Allows lengthy DTD structures to be reduced to a simplified form. For example, when this is enabled, a DTD structure of the form: <!DOCTYPE note SYSTEM "example.dtd"> would be reduced to <!DOCTYPE note>. This applies to the XML parser itself and is enabled by default. NOTE: cxml has no use for the DTD structure because it is non-validating - it doesn't validate an XML document against any DTD available.

Top Level

cxml_cfg_show_doc_as_top_level(bool show)

Enables the root node's name to be attached to the document's string representation. This is enabled by default.

Warnings

cxml_cfg_show_warnings(bool show)

Allows warnings reported by the XML parser to be displayed when recoverable errors are encountered during parsing. This is enabled by default.

Debug

cxml_cfg_enable_debugging(bool enable)

Allows node destruction processes to be traceable for debugging purposes. This is disabled by default.

Namespaces

cxml_cfg_allow_default_namespace(bool allow)

Allows default namespaces to be bound to elements within the scope of such namespaces. This is enabled by default.

cxml_cfg_allow_duplicate_namespaces(bool allow)
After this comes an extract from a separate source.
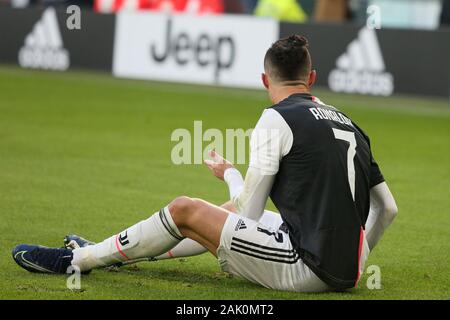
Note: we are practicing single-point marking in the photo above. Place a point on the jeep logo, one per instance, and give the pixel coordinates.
(205, 51)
Allows duplicate namespaces declared within a single element in an XML document without erring during parsing. This is disabled by default.

How to Use the Examples

working_with_cxml_query_*.c might be the best place to start. Then one can move on to working_with_cxml_xpath.c, working_with_cxml_config.c, and finally working_with_cxml_sax_*.c. These examples are filled with comments that explains in details the lines of code.